By the end of an episode, you have these crazy mechanical creations built from components performing functions totally different to what they were designed to do. But they work. (Usually.)
They work because the contestants don’t just understand what each component is designed for – they understand the universal mechanics of how it works and how to repurpose it into something new.
And you can totally do this with writing. I call it freestyling. It’s really effective and amusing when done well. Here are a couple of examples:
If Kanye is Joaquin Phoenixing us, I will shit my pants.
– @SpenceDen, Twitter
This made me laugh. The context isn’t massively important – Kanye West was in the news for doing something ridiculous, as he does. This tweeter thinks maybe he is just deliberately acting bizarrely as a setup for some kind of artistic project he has secretly in the works. (Just like Joaquin Phoenix did in 2008 for the film I’m Still Here.)
So in this tweet, we have a proper noun (Joaquin Phoenix), suffixed with an ‘ing’ and used as a verb. It’s not what proper nouns are designed to do, and it very much breaks ‘the rules’, but it works because the writer understands the universal mechanics behind it. Just like a jet ski made from planks of wood and a motorbike engine.
“Are yez lookin’ fer a buncher daffs?”
– Lern Yerself Scouse, Volume 2.
This comes from a book my fiancée gave me to help me understand the locals when I visit her in Liverpool. Apparently this saying is a threat of violence on Merseyside. The ‘daffs’, the book tells me, are a reference to the daffodils that would be displayed at a person’s impending funeral if they don’t heed the warning.
As you might expect, MS Word’s spellchecker absolutely hates this sentence – of the seven words it contains, four of them have a red squiggly line underneath. But it works. The writer understands how the words they write on the page will sound in the reader’s head. So those words don’t even need to be actual words you’d find in a dictionary. They follow the universal mechanics of written English, so they’re effective.
But it’s still okay to be irked by technical errors
It’s a good thing even. Technical correctness is important for effective writing. It’s just good to remember it’s not the only important thing.

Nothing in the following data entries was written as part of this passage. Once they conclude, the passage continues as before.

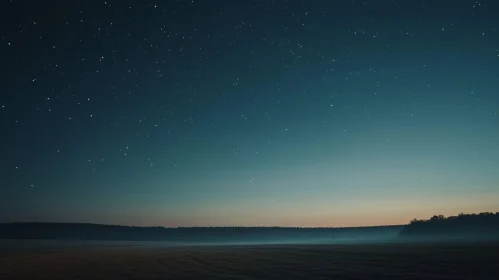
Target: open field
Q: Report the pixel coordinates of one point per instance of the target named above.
(375, 261)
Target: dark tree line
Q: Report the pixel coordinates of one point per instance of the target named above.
(76, 231)
(480, 225)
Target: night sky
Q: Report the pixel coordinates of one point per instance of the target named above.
(290, 113)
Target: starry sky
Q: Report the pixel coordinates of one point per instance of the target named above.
(218, 112)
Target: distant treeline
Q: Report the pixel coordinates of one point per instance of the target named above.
(79, 231)
(482, 225)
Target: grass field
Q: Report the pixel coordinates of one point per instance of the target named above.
(375, 261)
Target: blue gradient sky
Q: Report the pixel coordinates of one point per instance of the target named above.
(302, 113)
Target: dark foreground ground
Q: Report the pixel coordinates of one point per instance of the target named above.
(375, 261)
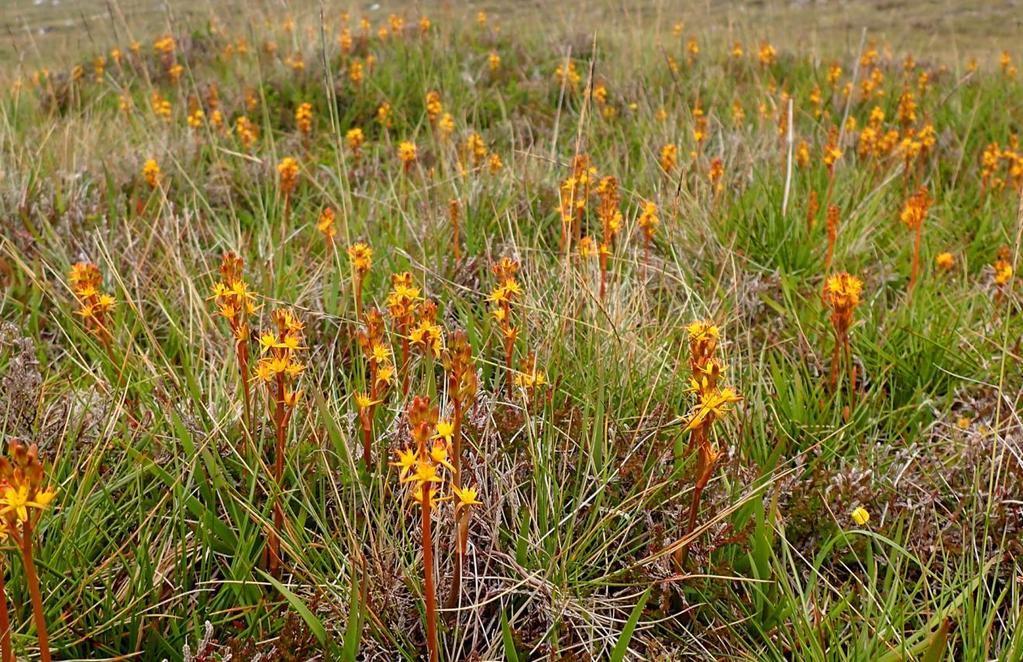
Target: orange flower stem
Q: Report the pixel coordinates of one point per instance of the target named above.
(851, 367)
(836, 356)
(5, 649)
(454, 237)
(241, 349)
(358, 297)
(404, 363)
(508, 354)
(428, 575)
(367, 438)
(279, 421)
(916, 257)
(461, 525)
(604, 274)
(32, 578)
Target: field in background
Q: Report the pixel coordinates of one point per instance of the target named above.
(39, 32)
(724, 299)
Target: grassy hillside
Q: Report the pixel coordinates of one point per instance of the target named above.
(601, 335)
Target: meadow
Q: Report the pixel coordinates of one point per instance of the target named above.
(454, 334)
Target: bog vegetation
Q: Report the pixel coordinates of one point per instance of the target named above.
(426, 337)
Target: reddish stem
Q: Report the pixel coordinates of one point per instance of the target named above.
(428, 575)
(5, 649)
(32, 578)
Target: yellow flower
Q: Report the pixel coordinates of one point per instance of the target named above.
(466, 496)
(406, 153)
(713, 405)
(361, 256)
(287, 169)
(1003, 272)
(363, 401)
(18, 501)
(426, 472)
(355, 138)
(405, 462)
(150, 171)
(444, 430)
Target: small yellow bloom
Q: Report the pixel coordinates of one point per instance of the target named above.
(445, 429)
(150, 171)
(466, 496)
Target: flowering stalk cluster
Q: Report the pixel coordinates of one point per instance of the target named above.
(832, 221)
(501, 300)
(426, 468)
(575, 194)
(611, 223)
(648, 222)
(402, 302)
(304, 119)
(94, 305)
(377, 354)
(279, 369)
(361, 257)
(913, 215)
(529, 379)
(712, 402)
(325, 225)
(461, 388)
(842, 296)
(287, 172)
(235, 303)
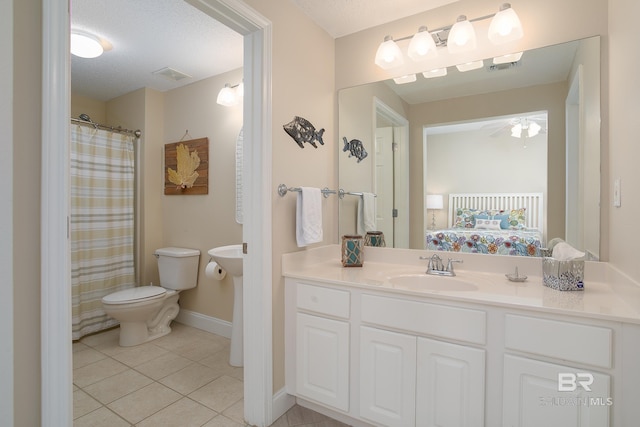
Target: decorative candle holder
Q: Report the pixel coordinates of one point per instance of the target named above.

This is just another case of language evolving quicker than some people are okay with. And even the most progressive writers of today still have their bugbears. I’ll happily admit that any time an American writes ‘I could care less’, I straight-up stop reading – because this person doesn’t deserve my attention until they can learn to FOLLOW THE RULES!!!
Oops. Like I said: no one’s completely immune to a bit of good ol’ grammar pedantry.